魚舟・獣舟

 オーシャンクロニクルシリーズの第一作となる本作は、「華竜の宮」と世界観の共通する表題作と他五編です。


 地殻変動に伴う海面上昇により、陸地の殆どが海に沈み、人類が陸上民と海上民に分かれた世界。海上民は必ず双子を出産し、片方は人の姿、もう片方は魚ような姿で生まれてきます。それが魚舟です。

 魚舟は生まれてすぐ海に放され、時が流れ生き残ったものだけが、同時に生まれたヒトの片割れの元に戻ります。

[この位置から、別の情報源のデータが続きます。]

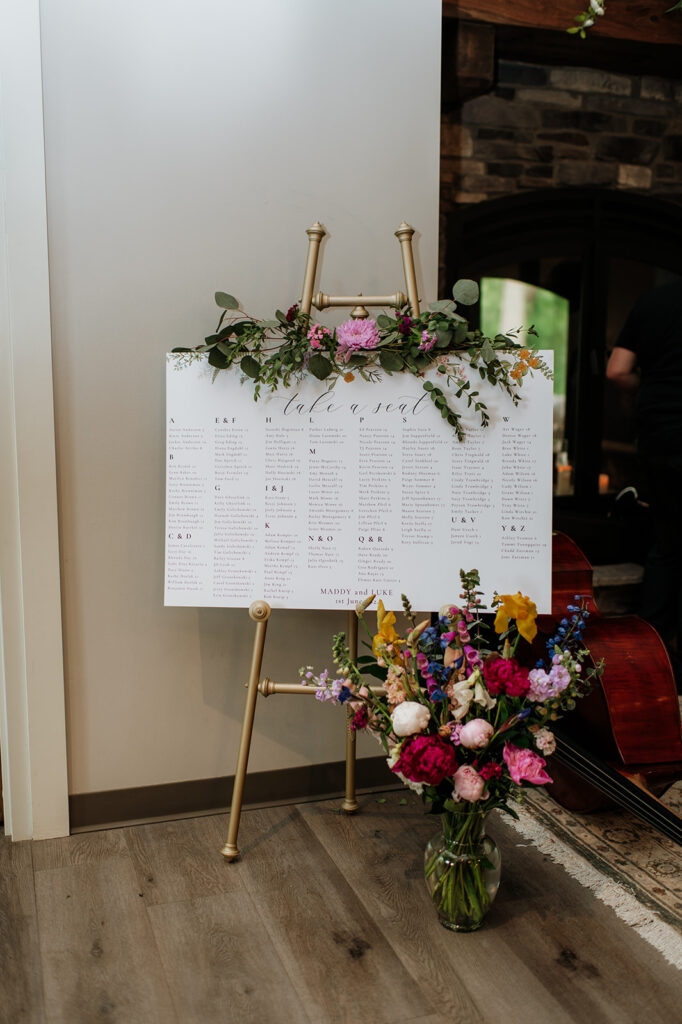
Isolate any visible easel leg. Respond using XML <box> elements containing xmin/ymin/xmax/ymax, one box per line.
<box><xmin>341</xmin><ymin>609</ymin><xmax>359</xmax><ymax>813</ymax></box>
<box><xmin>221</xmin><ymin>601</ymin><xmax>271</xmax><ymax>861</ymax></box>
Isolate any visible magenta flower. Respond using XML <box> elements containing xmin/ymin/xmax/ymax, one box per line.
<box><xmin>419</xmin><ymin>329</ymin><xmax>436</xmax><ymax>352</ymax></box>
<box><xmin>502</xmin><ymin>742</ymin><xmax>553</xmax><ymax>785</ymax></box>
<box><xmin>391</xmin><ymin>735</ymin><xmax>458</xmax><ymax>785</ymax></box>
<box><xmin>307</xmin><ymin>324</ymin><xmax>331</xmax><ymax>349</ymax></box>
<box><xmin>336</xmin><ymin>319</ymin><xmax>380</xmax><ymax>363</ymax></box>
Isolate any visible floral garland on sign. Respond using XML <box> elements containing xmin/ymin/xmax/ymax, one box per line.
<box><xmin>172</xmin><ymin>279</ymin><xmax>552</xmax><ymax>441</ymax></box>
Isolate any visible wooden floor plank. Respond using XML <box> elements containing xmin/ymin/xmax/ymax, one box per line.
<box><xmin>34</xmin><ymin>857</ymin><xmax>176</xmax><ymax>1024</ymax></box>
<box><xmin>219</xmin><ymin>804</ymin><xmax>438</xmax><ymax>1024</ymax></box>
<box><xmin>299</xmin><ymin>792</ymin><xmax>682</xmax><ymax>1024</ymax></box>
<box><xmin>299</xmin><ymin>794</ymin><xmax>574</xmax><ymax>1024</ymax></box>
<box><xmin>486</xmin><ymin>835</ymin><xmax>682</xmax><ymax>1024</ymax></box>
<box><xmin>148</xmin><ymin>889</ymin><xmax>311</xmax><ymax>1023</ymax></box>
<box><xmin>32</xmin><ymin>828</ymin><xmax>129</xmax><ymax>872</ymax></box>
<box><xmin>0</xmin><ymin>837</ymin><xmax>45</xmax><ymax>1024</ymax></box>
<box><xmin>123</xmin><ymin>814</ymin><xmax>243</xmax><ymax>906</ymax></box>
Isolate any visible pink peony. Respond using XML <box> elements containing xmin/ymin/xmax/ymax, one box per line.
<box><xmin>459</xmin><ymin>718</ymin><xmax>494</xmax><ymax>749</ymax></box>
<box><xmin>453</xmin><ymin>764</ymin><xmax>487</xmax><ymax>802</ymax></box>
<box><xmin>503</xmin><ymin>742</ymin><xmax>553</xmax><ymax>785</ymax></box>
<box><xmin>335</xmin><ymin>319</ymin><xmax>380</xmax><ymax>362</ymax></box>
<box><xmin>483</xmin><ymin>656</ymin><xmax>530</xmax><ymax>698</ymax></box>
<box><xmin>391</xmin><ymin>735</ymin><xmax>458</xmax><ymax>786</ymax></box>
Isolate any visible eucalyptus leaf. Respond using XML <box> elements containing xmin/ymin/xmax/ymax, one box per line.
<box><xmin>215</xmin><ymin>291</ymin><xmax>239</xmax><ymax>310</ymax></box>
<box><xmin>308</xmin><ymin>353</ymin><xmax>333</xmax><ymax>380</ymax></box>
<box><xmin>428</xmin><ymin>299</ymin><xmax>456</xmax><ymax>314</ymax></box>
<box><xmin>208</xmin><ymin>347</ymin><xmax>229</xmax><ymax>369</ymax></box>
<box><xmin>379</xmin><ymin>350</ymin><xmax>404</xmax><ymax>372</ymax></box>
<box><xmin>481</xmin><ymin>338</ymin><xmax>495</xmax><ymax>364</ymax></box>
<box><xmin>240</xmin><ymin>354</ymin><xmax>261</xmax><ymax>378</ymax></box>
<box><xmin>376</xmin><ymin>314</ymin><xmax>394</xmax><ymax>328</ymax></box>
<box><xmin>452</xmin><ymin>279</ymin><xmax>479</xmax><ymax>305</ymax></box>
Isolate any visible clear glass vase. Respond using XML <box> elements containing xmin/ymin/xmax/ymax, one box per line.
<box><xmin>424</xmin><ymin>809</ymin><xmax>501</xmax><ymax>932</ymax></box>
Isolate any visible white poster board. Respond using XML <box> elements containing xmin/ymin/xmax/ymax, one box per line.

 何らかの理由で片割れに出会えなかった魚舟は、やがて人と交わることができなくなり、凶暴で孤独な獣舟へ変貌するのです。


 私が一番好きだったのは、全体の約半分を占める「小鳥の墓」という中編です。

 人も手に入る情報も厳選された教育実験都市、通称「ダブルE区」で暮らすちょっとズレた主人公は、そのあまりの清潔さと住民たちの有り余る善意にのまれ、息苦しさを覚えます。

 外の世界の猥雑さが懐かしくなったころ、勝原という不良少年に出会った主人公は、彼に引っ張られるまま実験都市の外へ出入りするようになります。

 華やかな外の世界で、実験都市には無い刺激と危険を楽しむ勝原やその仲間を、あくまで冷ややかに見つめ続ける主人公の人生は、そこから徐々に狂っていくのでした。

 読んでて鬱になります。あまりにも暗いストーリーと読後感なので、人には薦めづらいです。でもこういう人間の暗さや残酷な社会は、私も書いてみたいと思いました。

 他にも、人間を餌にして食い尽くすキノコをテーマにした「くさびらの道」や、妖怪の住む街を舞台にした「真朱の街」など、どれを読んでも楽しめる短編集です。